By the late 1970’s, various government agencies had generated superb maps, aerial photographs and a huge body of hydrological, geological and climatic information on the Okavango Delta. However, little was known about the Okavango as an ecosystem. Over the past three decades, multidisciplinary research carried out by scientists from a number of national and international groups, has unravelled the workings of the Okavango ecosystem.  This research effort has revealed that geology, hydrology, climate, water and air borne sediment, aquatic and terrestrial vegetation, and animals, particularly termites and hippos, collectively conspire to sustain the extremely dynamic yet robust Okavango ecosystem. The lecture will deal with the thinking that has driven the research, the successes and failures along the way, and difficulties and excitement of working in pristine Africa.           

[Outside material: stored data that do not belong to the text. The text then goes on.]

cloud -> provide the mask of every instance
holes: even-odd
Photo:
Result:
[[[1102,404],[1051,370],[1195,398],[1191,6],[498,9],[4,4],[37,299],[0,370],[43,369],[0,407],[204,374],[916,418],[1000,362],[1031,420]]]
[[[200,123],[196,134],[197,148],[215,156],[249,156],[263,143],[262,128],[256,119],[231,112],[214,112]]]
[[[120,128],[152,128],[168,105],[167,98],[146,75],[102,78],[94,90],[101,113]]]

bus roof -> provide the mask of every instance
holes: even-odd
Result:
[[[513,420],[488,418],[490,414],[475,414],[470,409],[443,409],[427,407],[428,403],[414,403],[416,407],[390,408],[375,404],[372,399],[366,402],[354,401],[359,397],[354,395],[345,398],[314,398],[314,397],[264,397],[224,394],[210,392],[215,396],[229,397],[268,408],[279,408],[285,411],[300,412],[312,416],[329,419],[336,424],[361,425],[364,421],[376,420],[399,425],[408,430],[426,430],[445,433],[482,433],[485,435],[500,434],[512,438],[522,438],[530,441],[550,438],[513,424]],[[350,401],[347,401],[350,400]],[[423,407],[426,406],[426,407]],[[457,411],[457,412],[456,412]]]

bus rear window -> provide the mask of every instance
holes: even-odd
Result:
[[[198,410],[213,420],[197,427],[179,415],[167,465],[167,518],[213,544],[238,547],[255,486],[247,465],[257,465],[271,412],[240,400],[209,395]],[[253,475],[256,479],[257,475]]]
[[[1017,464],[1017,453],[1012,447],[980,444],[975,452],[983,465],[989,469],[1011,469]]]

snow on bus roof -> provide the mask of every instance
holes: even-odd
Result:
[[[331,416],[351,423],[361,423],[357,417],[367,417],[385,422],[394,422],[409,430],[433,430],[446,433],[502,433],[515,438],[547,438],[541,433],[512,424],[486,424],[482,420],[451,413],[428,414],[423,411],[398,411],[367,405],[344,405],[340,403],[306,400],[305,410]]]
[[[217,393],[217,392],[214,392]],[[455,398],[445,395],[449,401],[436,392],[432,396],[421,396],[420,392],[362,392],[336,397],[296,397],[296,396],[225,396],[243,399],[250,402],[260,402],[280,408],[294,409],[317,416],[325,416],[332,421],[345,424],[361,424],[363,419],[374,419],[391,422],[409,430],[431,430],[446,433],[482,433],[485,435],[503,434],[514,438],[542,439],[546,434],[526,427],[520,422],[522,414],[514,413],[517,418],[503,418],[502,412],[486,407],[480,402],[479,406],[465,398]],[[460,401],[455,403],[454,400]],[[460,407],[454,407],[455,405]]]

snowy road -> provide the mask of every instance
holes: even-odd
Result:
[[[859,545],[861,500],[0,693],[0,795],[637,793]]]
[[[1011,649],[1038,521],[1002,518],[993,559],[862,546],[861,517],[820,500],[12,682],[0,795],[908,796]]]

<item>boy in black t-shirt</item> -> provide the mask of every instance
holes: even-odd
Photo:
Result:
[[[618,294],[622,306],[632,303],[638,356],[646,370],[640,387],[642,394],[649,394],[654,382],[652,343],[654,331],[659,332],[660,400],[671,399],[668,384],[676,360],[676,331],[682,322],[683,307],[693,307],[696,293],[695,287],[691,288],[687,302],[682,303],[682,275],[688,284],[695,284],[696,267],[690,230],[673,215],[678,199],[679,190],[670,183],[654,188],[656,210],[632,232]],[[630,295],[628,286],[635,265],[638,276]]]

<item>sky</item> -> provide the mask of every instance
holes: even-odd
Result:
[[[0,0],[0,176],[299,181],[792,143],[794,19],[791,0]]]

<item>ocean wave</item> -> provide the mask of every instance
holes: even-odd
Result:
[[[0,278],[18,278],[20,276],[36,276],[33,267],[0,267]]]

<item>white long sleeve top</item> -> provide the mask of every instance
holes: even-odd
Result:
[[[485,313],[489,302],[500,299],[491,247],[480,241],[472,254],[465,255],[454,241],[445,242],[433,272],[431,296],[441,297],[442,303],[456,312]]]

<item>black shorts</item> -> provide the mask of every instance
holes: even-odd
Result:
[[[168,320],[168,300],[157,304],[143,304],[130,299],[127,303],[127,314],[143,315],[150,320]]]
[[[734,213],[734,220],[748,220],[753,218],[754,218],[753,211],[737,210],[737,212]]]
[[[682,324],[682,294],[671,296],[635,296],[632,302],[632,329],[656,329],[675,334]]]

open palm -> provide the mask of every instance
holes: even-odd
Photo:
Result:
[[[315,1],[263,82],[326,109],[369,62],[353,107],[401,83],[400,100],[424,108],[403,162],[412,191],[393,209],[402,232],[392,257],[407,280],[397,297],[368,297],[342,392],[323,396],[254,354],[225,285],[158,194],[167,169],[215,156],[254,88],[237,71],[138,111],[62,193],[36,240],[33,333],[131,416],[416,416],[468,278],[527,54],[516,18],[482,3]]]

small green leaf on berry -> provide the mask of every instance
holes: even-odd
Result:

Professor Terence McCarthy is Professor Emeritus in the School of Geosciences at the University of the Witwatersrand. He has wide-ranging interests spanning the many fields of geology and geochemistry and, in addition the more traditional fields of geology, has made important research contributions to the functioning of the Okavango Delta ecosystem and other southern African wetlands. He is author or co-author of four books and has published over 170 peer-reviewed articles in scientific journals. He is the winner of the Jubilee and Draper Medals of the Geological Society of South Africa and is a Fellow of the GSSA and the Royal Society of South Africa.